Reasons You Should(n’t) Love Me. マーキュリー・シアター(コルチェスター)

2022年9月24日

★★★★★(5つ星)

チケット&ツアー情報

ときどき、観た瞬間に「これは長く心に残る」と確信する作品に出会うことがあります。エイミー・トリッグの驚くべき本作がまさにそれ。正直で、可笑しく、胸に迫り、最初から最後までぐいぐい引き込まれます。彼女はジュノという人物を演じますが、そこには自伝的体験を守るための“フィルター”が賢明に用意されています。物語の周囲にときにカーテンが下ろされ、ときに開いて、障害や車いすで生きることについての深く示唆に富む真実があらわになるのです。

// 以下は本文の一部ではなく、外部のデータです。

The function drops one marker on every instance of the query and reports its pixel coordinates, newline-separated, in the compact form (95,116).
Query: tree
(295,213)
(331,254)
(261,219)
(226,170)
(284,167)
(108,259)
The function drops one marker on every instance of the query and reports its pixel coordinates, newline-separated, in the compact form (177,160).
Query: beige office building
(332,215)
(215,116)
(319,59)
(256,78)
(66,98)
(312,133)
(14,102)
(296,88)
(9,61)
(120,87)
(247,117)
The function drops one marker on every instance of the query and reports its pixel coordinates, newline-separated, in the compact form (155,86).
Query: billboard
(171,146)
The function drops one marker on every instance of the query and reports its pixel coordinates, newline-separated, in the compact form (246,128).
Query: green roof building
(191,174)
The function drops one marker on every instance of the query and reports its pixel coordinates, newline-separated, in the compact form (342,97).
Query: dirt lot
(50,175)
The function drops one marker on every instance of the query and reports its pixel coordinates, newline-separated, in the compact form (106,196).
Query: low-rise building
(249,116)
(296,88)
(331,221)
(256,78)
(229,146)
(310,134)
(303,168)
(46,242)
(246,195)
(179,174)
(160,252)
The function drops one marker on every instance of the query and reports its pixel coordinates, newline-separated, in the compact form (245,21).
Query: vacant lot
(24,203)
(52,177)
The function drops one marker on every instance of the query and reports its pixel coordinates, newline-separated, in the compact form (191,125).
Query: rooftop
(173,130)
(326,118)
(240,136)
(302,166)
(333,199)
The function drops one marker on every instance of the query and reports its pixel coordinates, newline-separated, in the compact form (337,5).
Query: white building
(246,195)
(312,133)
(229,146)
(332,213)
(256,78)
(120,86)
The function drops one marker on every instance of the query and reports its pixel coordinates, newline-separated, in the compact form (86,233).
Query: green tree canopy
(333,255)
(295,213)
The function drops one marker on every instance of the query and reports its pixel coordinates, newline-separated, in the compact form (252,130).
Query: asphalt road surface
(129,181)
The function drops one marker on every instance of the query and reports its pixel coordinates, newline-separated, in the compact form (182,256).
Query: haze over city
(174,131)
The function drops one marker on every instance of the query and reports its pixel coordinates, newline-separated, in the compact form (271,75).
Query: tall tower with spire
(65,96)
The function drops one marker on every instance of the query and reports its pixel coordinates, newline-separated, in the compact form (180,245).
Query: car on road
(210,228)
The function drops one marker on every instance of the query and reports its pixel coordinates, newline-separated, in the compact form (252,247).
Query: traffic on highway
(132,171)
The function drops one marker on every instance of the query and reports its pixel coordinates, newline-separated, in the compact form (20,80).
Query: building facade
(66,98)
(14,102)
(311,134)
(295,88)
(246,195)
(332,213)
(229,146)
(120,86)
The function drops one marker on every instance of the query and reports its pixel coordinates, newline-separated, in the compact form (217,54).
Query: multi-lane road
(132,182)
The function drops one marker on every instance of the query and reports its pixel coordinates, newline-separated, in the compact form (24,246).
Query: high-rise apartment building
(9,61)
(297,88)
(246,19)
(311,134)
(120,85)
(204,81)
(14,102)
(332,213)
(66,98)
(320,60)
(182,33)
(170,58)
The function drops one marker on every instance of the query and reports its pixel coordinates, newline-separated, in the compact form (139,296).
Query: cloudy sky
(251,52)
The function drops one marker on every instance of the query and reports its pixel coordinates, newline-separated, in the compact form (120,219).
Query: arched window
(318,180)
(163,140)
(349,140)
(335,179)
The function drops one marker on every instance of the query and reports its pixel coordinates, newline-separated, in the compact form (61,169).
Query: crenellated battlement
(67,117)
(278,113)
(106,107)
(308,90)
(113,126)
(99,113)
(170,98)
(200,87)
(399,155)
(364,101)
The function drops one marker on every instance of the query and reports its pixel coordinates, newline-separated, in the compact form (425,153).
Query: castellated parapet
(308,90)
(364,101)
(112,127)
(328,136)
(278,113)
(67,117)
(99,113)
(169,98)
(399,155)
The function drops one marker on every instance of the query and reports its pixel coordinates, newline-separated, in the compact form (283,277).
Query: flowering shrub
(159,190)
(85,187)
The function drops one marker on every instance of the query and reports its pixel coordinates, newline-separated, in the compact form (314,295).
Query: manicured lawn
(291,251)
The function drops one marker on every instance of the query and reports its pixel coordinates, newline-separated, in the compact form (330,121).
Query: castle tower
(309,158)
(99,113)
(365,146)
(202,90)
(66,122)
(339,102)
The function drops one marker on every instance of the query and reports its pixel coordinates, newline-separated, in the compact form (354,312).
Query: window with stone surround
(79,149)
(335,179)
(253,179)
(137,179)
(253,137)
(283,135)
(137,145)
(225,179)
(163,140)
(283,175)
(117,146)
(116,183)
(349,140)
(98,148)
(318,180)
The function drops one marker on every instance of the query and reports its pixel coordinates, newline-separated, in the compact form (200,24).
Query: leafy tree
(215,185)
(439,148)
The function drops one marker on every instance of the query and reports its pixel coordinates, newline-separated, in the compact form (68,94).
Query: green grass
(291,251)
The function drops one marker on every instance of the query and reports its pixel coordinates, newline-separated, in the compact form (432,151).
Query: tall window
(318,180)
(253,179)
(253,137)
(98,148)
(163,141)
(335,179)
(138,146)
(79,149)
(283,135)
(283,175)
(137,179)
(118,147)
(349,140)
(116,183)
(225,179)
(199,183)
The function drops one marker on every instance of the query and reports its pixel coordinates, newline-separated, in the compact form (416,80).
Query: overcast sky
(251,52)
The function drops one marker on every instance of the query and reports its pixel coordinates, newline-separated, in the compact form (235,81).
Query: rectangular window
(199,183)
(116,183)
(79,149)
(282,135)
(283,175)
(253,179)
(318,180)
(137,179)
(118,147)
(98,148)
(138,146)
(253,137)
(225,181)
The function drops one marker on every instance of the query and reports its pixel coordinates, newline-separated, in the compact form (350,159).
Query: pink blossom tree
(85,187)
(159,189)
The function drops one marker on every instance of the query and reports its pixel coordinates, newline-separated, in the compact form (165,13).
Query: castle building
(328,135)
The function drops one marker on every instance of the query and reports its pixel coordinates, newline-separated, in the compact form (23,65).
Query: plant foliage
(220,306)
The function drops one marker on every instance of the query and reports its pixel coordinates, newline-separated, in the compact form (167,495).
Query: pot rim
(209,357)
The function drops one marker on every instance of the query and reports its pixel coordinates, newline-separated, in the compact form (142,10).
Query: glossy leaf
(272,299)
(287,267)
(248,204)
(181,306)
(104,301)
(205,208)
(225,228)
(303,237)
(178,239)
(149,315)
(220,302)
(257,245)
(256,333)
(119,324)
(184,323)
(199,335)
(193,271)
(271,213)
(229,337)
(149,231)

ジュノは、二分脊椎の診断を受けたときから、学校での片想い、大人になってからの執着、友情、病院での処置まで、自分の人生の場面を次々と演じていきます。悪い知らせさえ笑顔で受け止め、「サーカスをクビになったばかりの道化みたいに」と言ってみせる。作品は友情を見事に讃え、支え合う“論理上の家族”を築いていく一方で、揺るぎない支援と愛を注いできた両親――血のつながった家族――への感謝も忘れません。各場面は明確に区切られているので、物語のどこにいるのかがきちんと分かりますし、スタンドアップ・コメディのような感触もある。あるオンライン・デーティングのメッセージへの返答はマイクで語られ、その言葉がやさしく観客を席に縫い留める――男性たちはこれを聞くべきです。聴いていて快い作品でもあり、親友メルからデーティングアプリの間抜けた連中まで、登場人物の声色が見事に描き分けられています。なにより本作は、二分脊椎に向けられる偏見を暴き、キリスト教的教義や「奇跡」の力といったものを、「壊れているのだと思い知らされる」という一言で鋭く突き破ります。

ジュノはセクシュアリティからも目を背けず、私たちが知らないかもしれないことを、絶妙ないたずらっぽさで観客に伝えてくれます。ときに『夏の夜の夢』のパックを思い出しました。全体のトーンは基本的に軽やかですが、悲しみも避けない。そして8歳の自分自身と再びつながっていく構成が、とても美しく練り上げられています。トリッグのカリスマ性は、この作品を愛さずにいられない理由のひとつ。これはGCSEの教材に入るべきだと思います。どうすれば実現できるのかは分かりませんが、それほどまでに傑出した仕事です。